Dans son quatrième numéro daté d’octobre-novembre 2012, le bimestriel du Figaro qui est consacré à l’histoire présente un dossier prétendument dédié à « La vérité sur l’histoire à l’école ». Entre doxa tyrannique sur ce que devrait être la transmission de l’intelligibilité du passé et propos réactionnaires sur les grands héros nationaux et la chronologie, tout y est et rien ne manque. Mais le pire dans ces pages est sans doute de voir associés le maurassien Jacques Bainville et le grand historien Marc Bloch au sein d’un Panthéon des réducteurs de l’histoire à sa seule dimension nationale.
Dans ce dossier, il ne manque aucun ingrédient pour assaisonner une grande régression de l’histoire scolaire : enfermement dans un roman national où se confondent allègrement les mythes et les faits, centration sur des grands personnages au mépris des acteurs collectifs et des subalternes, vision du passé strictement franco-centrée et identitaire, essentialisation de prétendues origines chrétiennes de la France et de l’Europe, retour étonnant à la plus caricaturale des histoires-bataille, fixation obsessionnelle sur l’impérieuse nécessité d’un passage par la chronologie qui aurait prétendument disparu et auquel il faudrait se tenir coûte que coûte, comme si les élèves pouvaient s’approprier des repères temporels pour eux-mêmes, sans aucun lien avec une quelconque réflexion sur le passé et son évolution ; comme si l’histoire n’était pas perceptible dans un enchevêtrement constant de récits et de tableaux, mais seulement dans un récit linéaire fermé et définitif, rythmé par des bornes naturalisées et jamais interrogées.
Ces lieux communs, cette doxa tyrannique, ne sont pas une spécialité française. Privés de toute rigueur scientifique, aussi bien en matière d’histoire qu’en matière de didactique de l’histoire, ils s’expriment à leur manière dans tous les contextes nationaux. Ici, ils s’appuient notamment sur des déclarations anonymes d’enseignants dont il y a lieu de se demander s’ils existent vraiment et quel risque héroïque justifiant leur anonymat ils auraient pris en proférant de telles banalités sur la chronologie et les grands personnages (pp. 45-53).
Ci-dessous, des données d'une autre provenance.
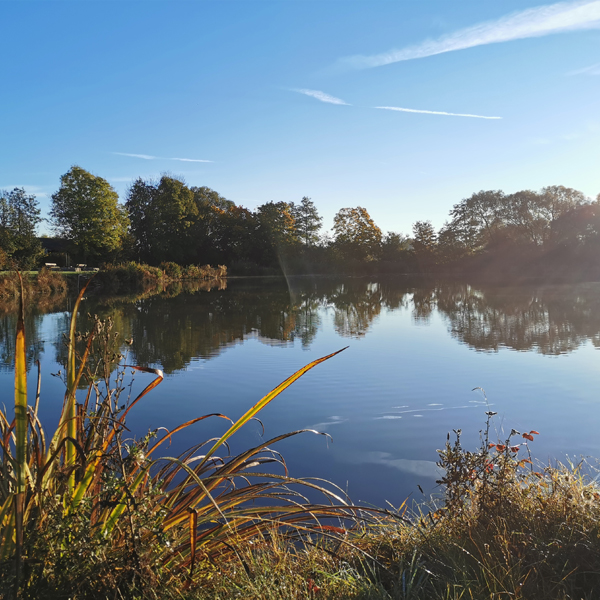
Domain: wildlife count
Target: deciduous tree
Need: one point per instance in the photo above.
(19, 217)
(308, 221)
(86, 211)
(356, 234)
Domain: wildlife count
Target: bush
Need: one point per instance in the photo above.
(88, 513)
(171, 270)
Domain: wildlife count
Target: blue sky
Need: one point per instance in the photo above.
(293, 98)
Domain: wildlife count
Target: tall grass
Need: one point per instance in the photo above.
(87, 511)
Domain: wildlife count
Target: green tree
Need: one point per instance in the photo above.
(425, 243)
(140, 197)
(476, 222)
(86, 211)
(174, 215)
(394, 247)
(356, 234)
(308, 221)
(276, 233)
(19, 217)
(163, 218)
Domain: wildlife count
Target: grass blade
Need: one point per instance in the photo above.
(21, 426)
(264, 401)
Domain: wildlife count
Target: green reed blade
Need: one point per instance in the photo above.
(264, 401)
(21, 426)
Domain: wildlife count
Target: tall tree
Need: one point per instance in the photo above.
(276, 231)
(308, 221)
(356, 234)
(19, 217)
(139, 205)
(476, 222)
(163, 219)
(174, 215)
(86, 211)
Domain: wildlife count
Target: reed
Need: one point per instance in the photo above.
(87, 511)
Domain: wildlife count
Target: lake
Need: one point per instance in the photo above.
(415, 354)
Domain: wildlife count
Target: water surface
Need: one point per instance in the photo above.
(415, 354)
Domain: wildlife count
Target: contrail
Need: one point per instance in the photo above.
(322, 96)
(150, 157)
(533, 22)
(434, 112)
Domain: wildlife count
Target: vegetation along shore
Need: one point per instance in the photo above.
(552, 233)
(87, 512)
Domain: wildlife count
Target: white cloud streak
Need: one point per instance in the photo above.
(322, 96)
(591, 70)
(534, 22)
(150, 157)
(434, 112)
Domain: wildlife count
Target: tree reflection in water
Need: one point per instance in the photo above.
(182, 324)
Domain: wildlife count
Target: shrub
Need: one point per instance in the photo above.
(86, 513)
(171, 270)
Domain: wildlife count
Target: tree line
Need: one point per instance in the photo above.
(165, 220)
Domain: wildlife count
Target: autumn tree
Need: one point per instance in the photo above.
(356, 235)
(86, 211)
(163, 216)
(307, 221)
(276, 232)
(424, 243)
(19, 217)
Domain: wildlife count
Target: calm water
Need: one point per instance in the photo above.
(414, 356)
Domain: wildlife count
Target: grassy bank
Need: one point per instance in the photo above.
(36, 287)
(88, 513)
(111, 279)
(132, 276)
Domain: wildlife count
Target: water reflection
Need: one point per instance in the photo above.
(183, 324)
(549, 320)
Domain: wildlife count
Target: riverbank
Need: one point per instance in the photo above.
(122, 278)
(501, 527)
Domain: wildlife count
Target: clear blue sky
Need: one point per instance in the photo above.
(281, 96)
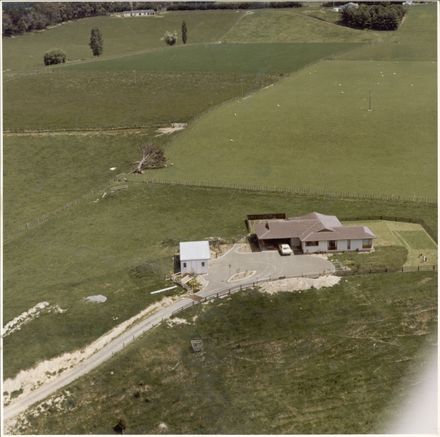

L’éditorial du Figaro Histoire, page 3, est intitulé « Fils de personne ». Il affirme, parlant des Français, que« nous sommes les descendants de ceux qui nous ont précédés, engendrés et qui nous ont légué un héritage à prolonger, à partager parfois avec ceux qui nous suivront. Le patriotisme est l’amour de la terre des pères ». Page 88, comme nous l’avons déjà déploré, le maurassien Jacques Bainville est associé à Marc Bloch dans une « généalogie des historiens des origines » : quel contresens et quelle manipulation de l’œuvre de Marc Bloch ! Dans son grand texte publié à titre posthume, L’apologie pour l’histoire ou métier d’historien, on lit pourtant que « sous sa forme la plus caractéristique, cette idole de la tribu des historiens a un nom : c’est la hantise des origines. Dans le développement de la pensée historique, elle a aussi eu son moment de faveur particulière ». Plus loin, le cofondateur des Annales ajoute que « le proverbe arabe l’a dit avant nous : « Les hommes ressemblent plus à leur temps qu’à leurs pères. » Faute d’avoir médité cette sagesse orientale, l’étude du passé s’est parfois discréditée » (Marc Bloch, L’Histoire, la Guerre, la Résistance, Paris, Quarto Gallimard, 2006, respectivement pp. 868 et 873). Aujourd’hui, c’est assurément le Figaro Histoirequi s’est discrédité avec une telle tromperie !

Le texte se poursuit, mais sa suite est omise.